The buildup to 2012 echoes excitement and fear expressed on the eve of
the new millennium, popularly known as Y2K, though on a smaller scale,
says Lynn Garrett, senior religion editor at Publishers Weekly. She says
publishers seem to be courting readers who believe humanity is creating
its own ecological disasters and desperately needs ancient indigenous
wisdom.

"The convergence I see here is the apocalyptic expectations, if you
will, along with the fact that the environment is in the front of many
people's minds these days," Garrett says. "Part of the appeal of these
earth religions is that notion that we need to reconnect with the Earth
in order to save ourselves."

But scholars are bristling at attempts to link the ancient Maya with
trends in contemporary spirituality. Maya civilization, known for
advanced writing, mathematics and astronomy, flourished for centuries in
Mesoamerica, especially between A.D. 300 and 900. Its Long Count
calendar, which was discontinued under Spanish colonization, tracks more
than 5,000 years, then resets at year zero.

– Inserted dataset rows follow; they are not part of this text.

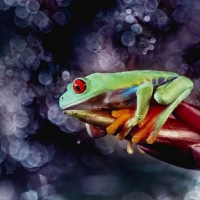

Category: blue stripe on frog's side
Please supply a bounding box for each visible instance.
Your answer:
[120,86,139,99]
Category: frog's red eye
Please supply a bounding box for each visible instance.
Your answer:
[72,79,86,94]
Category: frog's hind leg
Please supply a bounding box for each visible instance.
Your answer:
[147,76,193,144]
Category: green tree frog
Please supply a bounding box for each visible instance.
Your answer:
[59,70,193,144]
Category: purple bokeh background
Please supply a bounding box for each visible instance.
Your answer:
[0,0,200,199]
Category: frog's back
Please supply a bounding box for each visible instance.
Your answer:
[89,70,179,91]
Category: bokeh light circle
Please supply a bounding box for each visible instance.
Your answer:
[15,5,29,19]
[26,0,40,14]
[38,70,53,85]
[54,9,70,25]
[39,19,53,33]
[26,55,40,70]
[131,24,143,35]
[121,31,135,46]
[144,0,158,12]
[13,111,29,128]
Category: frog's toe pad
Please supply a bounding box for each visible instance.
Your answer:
[146,135,157,144]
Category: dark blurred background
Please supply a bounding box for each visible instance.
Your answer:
[0,0,200,199]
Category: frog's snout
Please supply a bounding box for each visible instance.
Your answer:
[59,95,65,110]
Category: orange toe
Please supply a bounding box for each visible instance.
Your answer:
[106,109,134,135]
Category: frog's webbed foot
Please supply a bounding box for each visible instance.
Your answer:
[106,109,135,135]
[106,106,166,148]
[105,107,158,154]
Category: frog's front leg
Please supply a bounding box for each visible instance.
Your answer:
[106,81,154,139]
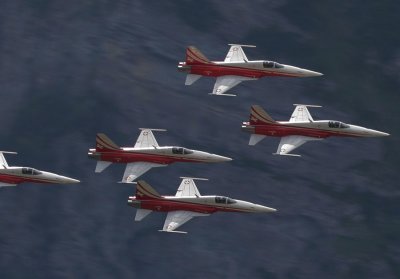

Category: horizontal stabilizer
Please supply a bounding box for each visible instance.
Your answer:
[135,209,152,221]
[185,74,202,85]
[249,134,266,146]
[95,161,112,173]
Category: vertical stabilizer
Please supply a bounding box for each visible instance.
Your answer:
[186,46,212,65]
[250,105,275,125]
[96,133,120,152]
[136,180,162,200]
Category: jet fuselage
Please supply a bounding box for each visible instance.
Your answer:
[128,195,276,214]
[242,120,389,138]
[0,167,79,185]
[178,60,322,78]
[88,146,232,165]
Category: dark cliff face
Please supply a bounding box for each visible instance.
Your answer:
[0,1,398,278]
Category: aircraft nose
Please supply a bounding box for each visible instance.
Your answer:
[374,131,390,137]
[209,154,232,162]
[259,205,277,213]
[301,69,323,77]
[364,129,390,137]
[62,177,80,184]
[252,204,277,213]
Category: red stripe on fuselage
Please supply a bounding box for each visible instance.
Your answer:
[130,198,253,214]
[91,150,209,164]
[188,64,299,78]
[246,123,363,138]
[0,173,54,184]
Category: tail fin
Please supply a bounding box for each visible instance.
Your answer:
[250,105,276,125]
[136,180,162,200]
[96,133,120,152]
[186,46,212,65]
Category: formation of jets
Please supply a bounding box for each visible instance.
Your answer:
[1,44,389,234]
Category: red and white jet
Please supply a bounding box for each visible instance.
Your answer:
[128,177,276,233]
[178,44,323,96]
[88,129,232,183]
[242,105,390,156]
[0,151,79,187]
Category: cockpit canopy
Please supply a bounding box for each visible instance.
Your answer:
[328,121,350,129]
[172,147,193,155]
[215,196,236,204]
[263,61,284,69]
[22,167,42,175]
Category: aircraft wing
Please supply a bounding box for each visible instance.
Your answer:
[224,45,249,62]
[134,129,159,148]
[0,153,8,169]
[289,105,319,122]
[0,151,16,169]
[211,76,256,96]
[276,135,322,156]
[161,210,209,233]
[0,182,17,187]
[175,178,201,197]
[122,162,166,183]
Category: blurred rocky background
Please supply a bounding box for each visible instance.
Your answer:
[0,1,399,278]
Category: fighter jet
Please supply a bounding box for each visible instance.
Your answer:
[88,129,232,183]
[178,44,323,96]
[0,151,79,187]
[242,105,390,156]
[128,177,276,233]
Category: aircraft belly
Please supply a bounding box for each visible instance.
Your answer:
[0,173,24,184]
[140,200,217,214]
[0,173,56,184]
[190,65,264,78]
[99,152,174,164]
[254,125,330,138]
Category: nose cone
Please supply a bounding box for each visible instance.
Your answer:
[60,176,80,184]
[207,154,232,163]
[299,69,323,77]
[255,205,277,213]
[358,127,390,137]
[372,130,390,137]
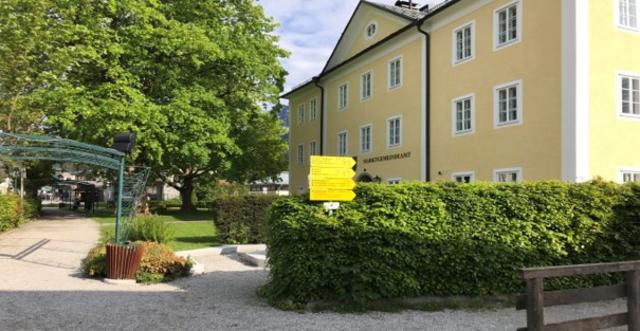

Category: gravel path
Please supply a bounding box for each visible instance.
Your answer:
[0,209,627,330]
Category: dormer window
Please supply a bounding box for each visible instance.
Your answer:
[365,21,378,40]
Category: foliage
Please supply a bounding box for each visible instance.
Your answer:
[194,182,249,207]
[0,0,289,210]
[261,181,640,307]
[82,241,191,283]
[213,195,278,244]
[0,194,38,232]
[128,215,175,244]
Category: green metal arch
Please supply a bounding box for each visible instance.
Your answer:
[0,132,144,243]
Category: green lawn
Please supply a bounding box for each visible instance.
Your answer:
[93,208,222,251]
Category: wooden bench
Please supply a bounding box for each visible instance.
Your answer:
[516,260,640,331]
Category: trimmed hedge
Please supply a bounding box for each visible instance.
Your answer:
[262,181,640,306]
[0,194,39,232]
[213,195,279,244]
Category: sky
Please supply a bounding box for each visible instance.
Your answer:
[259,0,443,96]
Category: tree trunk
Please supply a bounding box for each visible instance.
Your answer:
[179,177,195,212]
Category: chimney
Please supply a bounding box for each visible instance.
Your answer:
[394,1,419,10]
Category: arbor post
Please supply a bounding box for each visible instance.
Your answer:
[115,157,125,243]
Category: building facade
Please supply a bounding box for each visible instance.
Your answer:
[283,0,640,193]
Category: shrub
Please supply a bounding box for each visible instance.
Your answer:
[82,241,191,283]
[0,194,38,232]
[128,216,175,244]
[261,181,640,306]
[213,195,278,244]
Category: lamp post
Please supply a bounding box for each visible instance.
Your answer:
[111,133,136,243]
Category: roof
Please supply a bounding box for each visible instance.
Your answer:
[363,1,428,21]
[281,0,462,99]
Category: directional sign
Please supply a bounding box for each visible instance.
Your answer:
[310,190,356,202]
[309,156,357,202]
[309,167,355,178]
[310,178,356,190]
[310,156,356,169]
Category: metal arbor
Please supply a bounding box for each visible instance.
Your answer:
[0,132,149,242]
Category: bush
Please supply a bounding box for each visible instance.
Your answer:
[0,194,39,232]
[261,181,640,306]
[82,241,191,283]
[213,195,278,244]
[128,216,175,244]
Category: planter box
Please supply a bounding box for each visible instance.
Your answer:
[106,243,144,280]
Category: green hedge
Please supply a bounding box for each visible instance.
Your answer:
[262,181,640,306]
[213,195,279,244]
[0,194,39,232]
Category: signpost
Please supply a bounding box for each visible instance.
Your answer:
[309,156,356,203]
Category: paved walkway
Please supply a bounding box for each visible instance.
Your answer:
[0,209,627,330]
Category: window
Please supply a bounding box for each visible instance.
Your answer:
[309,141,317,158]
[621,169,640,182]
[452,94,474,135]
[309,98,317,121]
[387,116,402,147]
[388,178,401,185]
[296,144,304,165]
[452,172,475,183]
[297,105,304,126]
[494,168,522,183]
[365,21,378,39]
[361,71,373,100]
[620,74,640,117]
[494,80,523,127]
[453,22,474,64]
[337,131,348,156]
[494,1,521,49]
[619,0,639,30]
[388,57,402,89]
[360,124,372,153]
[338,84,348,110]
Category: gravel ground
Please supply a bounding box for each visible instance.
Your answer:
[0,210,628,331]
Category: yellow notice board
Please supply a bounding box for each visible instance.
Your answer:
[309,156,356,202]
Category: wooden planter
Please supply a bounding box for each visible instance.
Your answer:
[105,243,144,280]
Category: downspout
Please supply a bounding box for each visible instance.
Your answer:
[416,23,431,181]
[313,77,325,155]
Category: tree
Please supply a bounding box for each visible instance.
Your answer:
[1,0,289,210]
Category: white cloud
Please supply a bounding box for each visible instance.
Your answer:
[259,0,447,98]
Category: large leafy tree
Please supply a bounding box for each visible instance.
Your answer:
[0,0,289,210]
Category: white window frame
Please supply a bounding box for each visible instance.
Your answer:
[452,93,476,136]
[494,79,524,128]
[309,98,317,121]
[361,70,373,101]
[387,115,402,148]
[338,83,349,110]
[493,167,523,183]
[619,167,640,183]
[337,130,348,156]
[617,71,640,120]
[452,20,476,66]
[359,123,373,154]
[364,20,378,40]
[297,104,304,126]
[308,140,317,158]
[388,56,403,90]
[452,171,475,183]
[616,0,639,32]
[296,144,304,165]
[387,177,402,185]
[493,0,523,51]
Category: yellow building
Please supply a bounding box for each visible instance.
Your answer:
[283,0,640,193]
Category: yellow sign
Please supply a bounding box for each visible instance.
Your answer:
[310,178,356,190]
[310,156,356,168]
[310,190,356,202]
[309,167,355,178]
[309,156,357,202]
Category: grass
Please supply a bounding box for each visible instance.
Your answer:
[93,208,222,251]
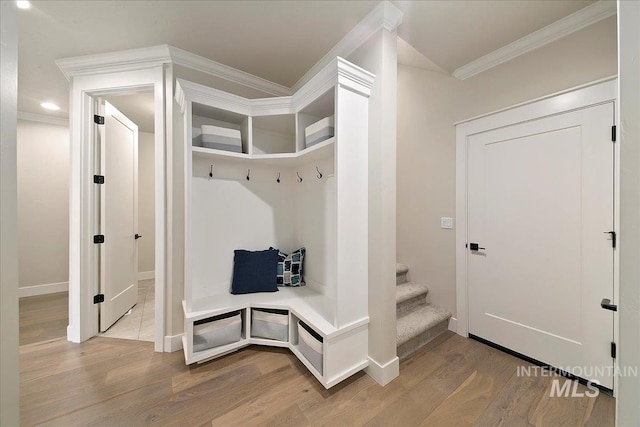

"For the ancient Maya, it was a huge celebration to make it to the end
of a whole cycle," says Sandra Noble, executive director of the
Foundation for the Advancement of Mesoamerican Studies in Crystal River,
Fla. To render Dec. 21, 2012, as a doomsday or moment of cosmic
shifting, she says, is "a complete fabrication and a chance for a lot of
people to cash in."

Part of the 2012 mystique stems from the stars. On the winter solstice
in 2012, the sun will be aligned with the center of the Milky Way for
the first time in about 26,000 years. This means that "whatever energy
typically streams to Earth from the center of the Milky Way will indeed
be disrupted on 12/21/12 at 11:11 p.m. Universal Time," Joseph writes.

But scholars doubt the ancient Maya extrapolated great meaning from
anticipating the alignment — if they were even aware of what the
configuration would be.

Astronomers generally agree that "it would be impossible the Maya
themselves would have known that," says Susan Milbrath, a Maya
archaeoastronomer and a curator at the Florida Museum of Natural
History. What's more, she says, "we have no record or knowledge that
they would think the world would come to an end at that point."

University of Florida anthropologist Susan Gillespie says the 2012
phenomenon comes "from media and from other people making use of the
Maya past to fulfill agendas that are really their own."